[thelist] Your opinion: managing clients who miss deadlines

Matt Warden mwarden at gmail.com
Wed Sep 7 15:31:41 CDT 2011


On Wed, Sep 7, 2011 at 4:21 PM, Francis Marion <francis.marion at sfroy.com> wrote:
> Currently I and several managers in my company are experiencing issues where some clients don't deliver materials on time. When the project starts, we make agreements about delivery dates and so on, with the understanding that they'll deliver the goods (copy, images, logos, information, etc) when they say they will. Many, however deliver them past the agreed upon times, or, we have to hound them for materials, which irritates both parties.
...
> I'm soliciting ideas and opinions on how to deal with this kind of issue in a way that is respectful, flexible, but not a nuisance to us or our other clients, and that is similarly respectful to the client who is usually bang on, but has the rare stuff-happens lapse.
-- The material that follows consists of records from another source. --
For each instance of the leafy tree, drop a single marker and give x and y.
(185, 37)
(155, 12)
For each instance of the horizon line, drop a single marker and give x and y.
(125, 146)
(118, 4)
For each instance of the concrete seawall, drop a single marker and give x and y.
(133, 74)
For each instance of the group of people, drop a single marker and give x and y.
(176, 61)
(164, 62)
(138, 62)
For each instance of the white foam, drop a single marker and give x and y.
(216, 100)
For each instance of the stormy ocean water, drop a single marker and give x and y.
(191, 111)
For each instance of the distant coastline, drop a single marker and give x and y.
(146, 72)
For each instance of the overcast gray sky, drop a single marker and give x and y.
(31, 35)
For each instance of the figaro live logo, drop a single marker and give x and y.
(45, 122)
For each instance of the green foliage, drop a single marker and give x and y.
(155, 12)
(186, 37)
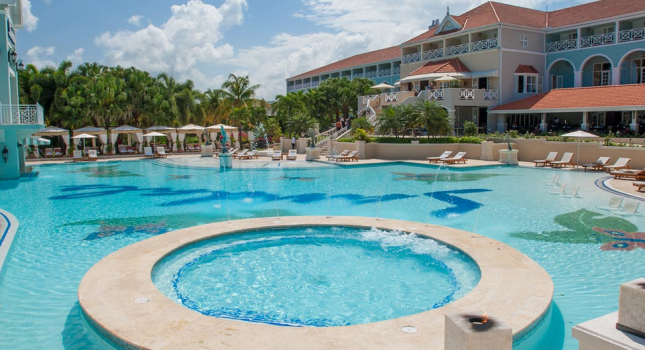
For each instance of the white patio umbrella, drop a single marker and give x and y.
(154, 135)
(579, 134)
(84, 136)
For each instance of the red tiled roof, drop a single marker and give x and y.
(389, 53)
(526, 69)
(453, 65)
(593, 11)
(581, 98)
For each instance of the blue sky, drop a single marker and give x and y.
(205, 40)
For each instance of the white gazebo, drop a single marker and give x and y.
(189, 129)
(217, 129)
(55, 131)
(128, 130)
(91, 130)
(170, 133)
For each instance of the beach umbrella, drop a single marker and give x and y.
(383, 86)
(154, 135)
(579, 134)
(84, 136)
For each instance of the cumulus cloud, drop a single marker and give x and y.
(77, 56)
(136, 20)
(192, 35)
(30, 22)
(41, 56)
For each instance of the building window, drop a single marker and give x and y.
(601, 74)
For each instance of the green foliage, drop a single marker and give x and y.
(470, 129)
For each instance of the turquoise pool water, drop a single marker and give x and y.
(71, 216)
(321, 277)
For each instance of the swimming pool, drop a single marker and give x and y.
(316, 276)
(72, 216)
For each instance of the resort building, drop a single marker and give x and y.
(17, 122)
(479, 65)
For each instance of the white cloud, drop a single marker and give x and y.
(77, 56)
(30, 22)
(136, 20)
(191, 36)
(41, 57)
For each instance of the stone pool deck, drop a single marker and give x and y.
(512, 288)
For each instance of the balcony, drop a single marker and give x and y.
(456, 50)
(631, 35)
(22, 115)
(484, 45)
(598, 40)
(563, 45)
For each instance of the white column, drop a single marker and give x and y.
(585, 121)
(543, 125)
(615, 76)
(577, 78)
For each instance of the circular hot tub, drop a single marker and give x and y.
(316, 276)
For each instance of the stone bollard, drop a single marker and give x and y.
(631, 308)
(476, 331)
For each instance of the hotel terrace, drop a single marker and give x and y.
(515, 68)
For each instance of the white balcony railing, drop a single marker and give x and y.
(21, 115)
(456, 50)
(435, 95)
(563, 45)
(632, 35)
(432, 54)
(484, 44)
(598, 40)
(491, 95)
(413, 57)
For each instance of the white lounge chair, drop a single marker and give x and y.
(78, 156)
(147, 152)
(555, 181)
(597, 165)
(567, 159)
(549, 158)
(444, 155)
(161, 152)
(92, 155)
(456, 159)
(614, 204)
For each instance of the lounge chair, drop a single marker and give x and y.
(456, 159)
(549, 158)
(161, 152)
(555, 181)
(629, 208)
(92, 155)
(597, 165)
(614, 204)
(147, 152)
(334, 156)
(350, 157)
(621, 163)
(629, 174)
(78, 156)
(444, 155)
(241, 153)
(567, 159)
(560, 191)
(250, 155)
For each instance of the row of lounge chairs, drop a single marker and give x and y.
(446, 159)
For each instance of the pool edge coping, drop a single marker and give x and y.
(98, 288)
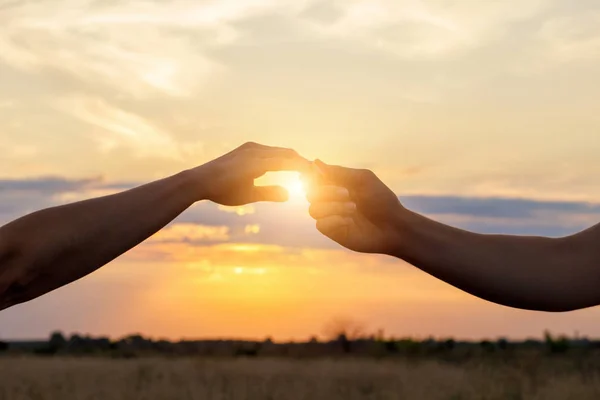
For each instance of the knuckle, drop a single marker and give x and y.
(313, 210)
(365, 174)
(249, 145)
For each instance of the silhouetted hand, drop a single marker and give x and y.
(229, 179)
(354, 208)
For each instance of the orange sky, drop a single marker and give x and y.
(480, 114)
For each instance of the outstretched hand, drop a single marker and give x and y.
(229, 179)
(354, 208)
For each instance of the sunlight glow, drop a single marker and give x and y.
(295, 188)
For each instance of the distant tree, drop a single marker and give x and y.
(57, 341)
(558, 345)
(502, 344)
(487, 346)
(350, 328)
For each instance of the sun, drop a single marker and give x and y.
(289, 180)
(295, 188)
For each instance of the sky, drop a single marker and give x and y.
(480, 114)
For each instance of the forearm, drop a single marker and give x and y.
(53, 247)
(523, 272)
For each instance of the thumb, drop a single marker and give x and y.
(336, 174)
(269, 193)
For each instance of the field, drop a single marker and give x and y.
(285, 379)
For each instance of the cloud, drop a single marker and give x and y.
(289, 225)
(119, 128)
(191, 234)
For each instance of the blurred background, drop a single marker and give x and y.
(480, 114)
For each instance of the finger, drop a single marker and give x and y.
(322, 210)
(340, 175)
(335, 227)
(270, 152)
(263, 165)
(317, 193)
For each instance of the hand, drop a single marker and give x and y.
(229, 179)
(354, 208)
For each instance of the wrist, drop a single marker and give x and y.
(404, 227)
(195, 183)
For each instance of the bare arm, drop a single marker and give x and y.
(53, 247)
(535, 273)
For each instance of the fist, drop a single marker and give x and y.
(229, 179)
(354, 208)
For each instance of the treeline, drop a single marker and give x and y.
(374, 346)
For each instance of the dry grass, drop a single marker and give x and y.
(274, 379)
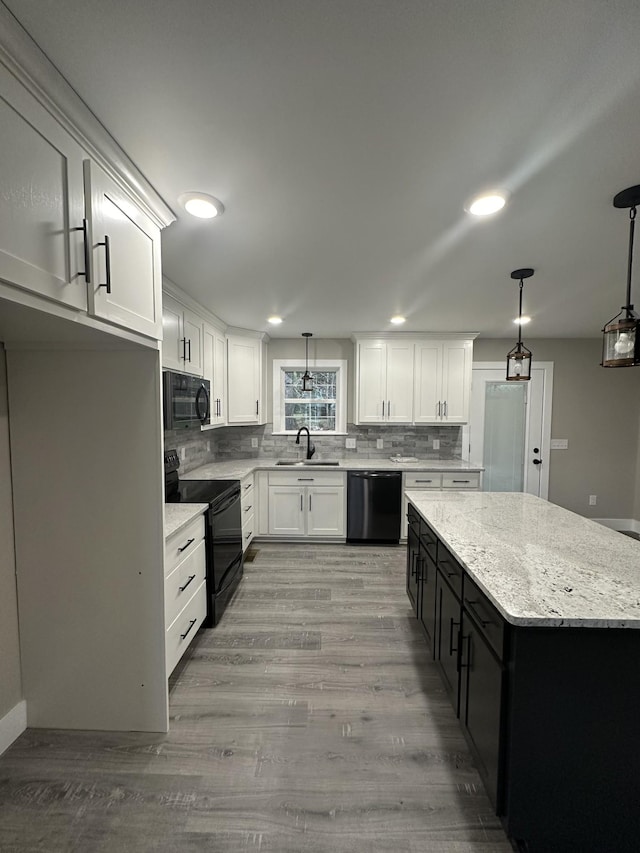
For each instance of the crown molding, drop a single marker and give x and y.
(23, 58)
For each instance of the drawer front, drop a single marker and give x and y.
(248, 530)
(450, 569)
(184, 627)
(428, 539)
(461, 481)
(183, 581)
(487, 619)
(424, 480)
(306, 477)
(182, 543)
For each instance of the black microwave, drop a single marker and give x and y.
(185, 400)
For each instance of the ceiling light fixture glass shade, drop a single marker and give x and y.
(201, 205)
(519, 358)
(621, 335)
(487, 203)
(307, 378)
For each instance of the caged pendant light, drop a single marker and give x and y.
(621, 335)
(307, 379)
(519, 358)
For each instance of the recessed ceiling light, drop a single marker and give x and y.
(487, 203)
(201, 205)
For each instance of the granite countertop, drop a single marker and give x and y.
(177, 516)
(540, 565)
(236, 469)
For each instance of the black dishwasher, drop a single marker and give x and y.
(374, 501)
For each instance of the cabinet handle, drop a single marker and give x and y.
(85, 249)
(475, 614)
(191, 624)
(182, 588)
(107, 262)
(452, 651)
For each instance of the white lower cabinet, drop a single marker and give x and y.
(185, 597)
(301, 504)
(430, 480)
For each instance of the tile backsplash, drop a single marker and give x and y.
(216, 445)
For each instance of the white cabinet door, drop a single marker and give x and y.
(325, 511)
(125, 286)
(399, 393)
(428, 382)
(41, 201)
(172, 341)
(286, 510)
(244, 380)
(456, 381)
(372, 382)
In the future, we have the potential of adding some sort of clause to the contract, or at the very least some form of notice, but I'm not sure how to handle our long-time clients, or clients whose projects are already active.
>

If you don't have something laid out already, you are mostly SOL. You
could try communicating to them that you have other obligations
starting on [some reasonably far time in the future] and you just
wanted to let them know that, given current delays. But that could set
you up for having to stick to it or essentially admit you don't have
to stick to it, should they not heed your warning. If the issue is
that you are holding time on your calendar for this project, you could
simply act as if starting on [original end date] you will be free to
take other projects on, and deal with conflicts as they happen. There
aren't great options.

In the future, you might consider setting a payment schedule based on
the planned project timeline. That way, if they want to delay, it
doesn't really matter. This is my preferred option, but you have to be
careful about how you set up collection of those payments.

Protecting yourself with a clause like "We expect stuff from you in a
timely manner" is next to useless.

-- 
Matt Warden
http://mattwarden.com


This email proudly and graciously contributes to entropy.